The Second Amendment isn’t about hunting. A lot of people want to argue like it is, but that’s simply not the case. It’s about defending ourselves and our nation from tyranny. That includes the tyranny of a rampaging maniac intent on hurting and/or killing as many people as possible.
It’s unfortunately rare when someone who has a gun is in a position to act, but it does happen, and it happens a lot more often than many realize. They don’t realize it often times because the bad guy is stopped before a lot of people are hurt.
Recently, in Michigan, a former Marine used his concealed carry weapon to stop a mass stabbing.
In Pennsylvania, an editorial offers some respect for that Marine and his decision to act.
“The only that separated me from the other gentlemen that had stepped in as well was what was I was carrying in my hands,” Derrick Perry said. “I think I would have ran out there or walked out there and helped either way. … It was just a moment of ‘I got a duty to protect.’”
We are not saying that everyone needs to bear this responsibility, or that everyone is well-suited to bear it. We recognize that a society that allows people to pursue their opportunities and exercise their liberties will depend on everybody taking on different responsibilities — the responsibilities they are best equipped to fulfill.
But we believe that the men, women and children of Traverse City should appreciate that Derrick Perry understands that he not only has a right to own and carry a firearm, but as someone willing to train and educate himself on the use of firearms, he has an opportunity to shoulder the responsibility of helping to keep his community safe.
A couple of years ago, I got the chance to meet and chat with Stephen Williford, the gentleman who engaged the Sutherland Springs killer. It was nice speaking with someone who had acted.
I don’t remember his exact words at the time, but he talked a little bit about the importance of considering how you will live with yourself if you don’t act when it’s needed. It’s true, too. As they say, “A coward dies a thousand deaths. The brave but one.” Or some variation of that sentiment, at least.

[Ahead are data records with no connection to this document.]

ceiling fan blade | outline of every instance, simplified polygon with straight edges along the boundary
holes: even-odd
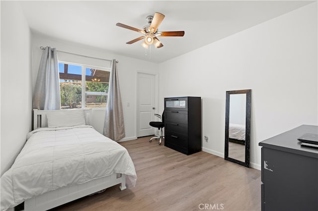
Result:
[[[127,25],[125,25],[120,23],[117,23],[116,24],[116,25],[117,26],[119,26],[120,27],[125,28],[125,29],[130,29],[131,30],[135,31],[138,32],[140,32],[144,34],[145,34],[144,30],[142,30],[141,29],[137,29],[137,28],[134,28],[132,26],[128,26]]]
[[[157,48],[157,49],[159,49],[159,48],[161,48],[163,46],[163,45],[162,45],[161,42],[160,42],[159,39],[156,37],[154,38],[154,45],[155,45],[156,48]]]
[[[160,32],[158,33],[158,35],[160,37],[183,37],[184,31],[175,31],[173,32]]]
[[[141,37],[139,37],[138,38],[136,38],[134,40],[131,40],[129,42],[127,42],[126,43],[126,44],[132,44],[133,43],[136,43],[137,41],[139,41],[140,40],[142,40],[143,38],[145,38],[145,36],[141,36]]]
[[[159,12],[155,12],[154,15],[154,18],[152,21],[151,24],[149,27],[149,30],[153,33],[156,33],[158,27],[160,25],[162,20],[164,18],[164,15]]]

Ernest Hemingway had thoughts on that, too.
“The coward dies a thousand deaths, the brave but one’…. (The man who first said that) was probably a coward…. He knew a great deal about cowards but nothing about the brave. The brave dies perhaps two thousand deaths if he’s intelligent. He simply doesn’t mention them.”
― Ernest Hemingway, A Farewell to Arms
Not everyone is equipped to be “the brave” in a situation like what Perry faced.
Carrying a firearm is a grave responsibility, but it also empowers you to act in the face of someone trying to massacre the innocent. It gives you the opportunity to be both brave and effective.
Many who don’t know any better think that if someone has a knife, you should be able to take them down without a gun, that any inability to do so is the result of a lack of training. That’s what you get when all your knowledge of conflict comes from action movies where the hero is equipped with plot armor and the bad guys are universally incompetent.
No, a knife is a deadly weapon, as are many other things, and having the means to act is a responsibility, and while the editorial notes that not everyone is up for that responsibility, I argue that everyone who is has a duty to step up. God forbid you ever need to act as Perry did, but I promise you, acting is far better for your mental well-being than not acting.